992. Am I to believe that Antichrist will get priests and nuns and all good Catholics away from the faith and have the whole world at his feet?

No. Christ has told us that He will be with His Church all days even till the end of the world. Therefore, it is impossible that all priests, nuns, and good Catholics will ever abandon the faith. It is true that Scripture predicts the coming of Antichrist, and a great apostasy of multitudes from the true Church before Christ comes again. But the exact meaning of these prophecies is very obscure to us, and theologians differ in their interpretations of these future events. Naturally such prophecies concerning the remote future will have difficulties for us, just as prophecies in the past were obscure to the Jews before their realization. The Church has defined no particular interpretation of these predicted events, and we are not obliged to believe in one interpretation rather than another. What we are obliged to believe is that Scripture is the Word of God in the sense in which God intended it. If, therefore, Scripture speaks of Antichrist and a future apostasy from the Church, we must believe in an Antichrist to come, and a future apostasy from the Church. But we freely confess that we do not yet understand the full implication of these mysterious things, and we believe them as God intends them. We do know, however, as I have said, that not all will apostatize from the Church. That fact is safeguarded by a clear prediction of Christ.
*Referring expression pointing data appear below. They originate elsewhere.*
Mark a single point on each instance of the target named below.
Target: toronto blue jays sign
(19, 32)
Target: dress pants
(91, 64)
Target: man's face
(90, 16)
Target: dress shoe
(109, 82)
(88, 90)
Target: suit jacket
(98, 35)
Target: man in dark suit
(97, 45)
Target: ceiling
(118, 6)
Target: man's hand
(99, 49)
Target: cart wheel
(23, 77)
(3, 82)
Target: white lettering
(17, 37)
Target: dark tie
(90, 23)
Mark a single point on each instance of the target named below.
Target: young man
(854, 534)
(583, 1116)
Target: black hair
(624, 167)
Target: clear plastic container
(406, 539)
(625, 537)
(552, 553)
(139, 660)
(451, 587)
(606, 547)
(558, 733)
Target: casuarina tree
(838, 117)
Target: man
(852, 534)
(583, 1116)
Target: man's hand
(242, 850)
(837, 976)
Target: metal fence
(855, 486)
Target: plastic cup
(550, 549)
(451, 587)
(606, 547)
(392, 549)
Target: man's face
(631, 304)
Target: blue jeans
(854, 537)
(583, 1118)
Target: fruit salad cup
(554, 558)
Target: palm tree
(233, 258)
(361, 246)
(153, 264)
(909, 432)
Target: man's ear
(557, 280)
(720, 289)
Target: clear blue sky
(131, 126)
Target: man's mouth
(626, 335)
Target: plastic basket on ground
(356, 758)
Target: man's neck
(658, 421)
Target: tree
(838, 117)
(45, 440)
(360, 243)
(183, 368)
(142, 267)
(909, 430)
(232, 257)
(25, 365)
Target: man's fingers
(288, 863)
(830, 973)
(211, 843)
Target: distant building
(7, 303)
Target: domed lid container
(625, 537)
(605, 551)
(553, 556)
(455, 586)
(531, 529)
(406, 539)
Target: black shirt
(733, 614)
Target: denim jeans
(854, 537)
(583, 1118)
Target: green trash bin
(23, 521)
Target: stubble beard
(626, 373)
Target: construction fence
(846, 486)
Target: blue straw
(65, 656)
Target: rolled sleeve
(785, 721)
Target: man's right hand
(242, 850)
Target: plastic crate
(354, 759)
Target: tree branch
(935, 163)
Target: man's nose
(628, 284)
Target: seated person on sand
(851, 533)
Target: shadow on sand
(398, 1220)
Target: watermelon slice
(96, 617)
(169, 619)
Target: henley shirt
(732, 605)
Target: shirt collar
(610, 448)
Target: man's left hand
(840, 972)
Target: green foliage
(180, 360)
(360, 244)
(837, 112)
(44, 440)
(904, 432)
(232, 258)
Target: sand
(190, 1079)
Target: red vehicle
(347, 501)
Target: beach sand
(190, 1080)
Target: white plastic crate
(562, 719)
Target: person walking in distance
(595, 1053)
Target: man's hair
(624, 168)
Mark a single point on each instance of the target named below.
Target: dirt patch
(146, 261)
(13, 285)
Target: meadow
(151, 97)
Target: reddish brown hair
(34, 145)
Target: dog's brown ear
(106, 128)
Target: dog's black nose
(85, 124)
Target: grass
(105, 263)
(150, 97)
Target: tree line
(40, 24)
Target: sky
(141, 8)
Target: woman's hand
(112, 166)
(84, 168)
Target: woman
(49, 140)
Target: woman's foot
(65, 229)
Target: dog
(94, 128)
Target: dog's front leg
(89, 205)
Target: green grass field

993. What does St, John mean when he says, "Blessed is he that hath part in the first resurrection. In these the second death hath no power." Revelations XX., 6.

Obviously there is a contrast between the first resurrection and the second resurrection; the first death, and the second death. Now the first death is that normal separation of body and soul at the end of this earthly life as we now experience it. When the soul leaves the body it is judged at once. "It is appointed unto men once to die, and after that the judgment" says Holy Scripture. If a soul is in God's grace and friendship, it is admitted to heaven either at once, or after due purification in purgatory. Those souls are sure of their eternal happiness. Their death has been followed by the attaining of eternal life, and this is called the first resurrection. Thus St. John, in Revelations VI., 9, says that he saw in heaven the souls of those who were slain for the Word of God. It is evident that this first resurrection concerns the soul only, and blessed are those souls who depart this life in God's grace and who have attained their salvation. They are already reigning with Christ, until the second resurrection which will include the bodies of all mankind. The second death is the sentence to be passed upon the wicked at the general judgment, following the general resurrection. It will be the living and eternal death of all hopes and aspirations in hell. That is why those are blessed who have part in the first resurrection by departing this life in God's grace, for over them the second death hath no power.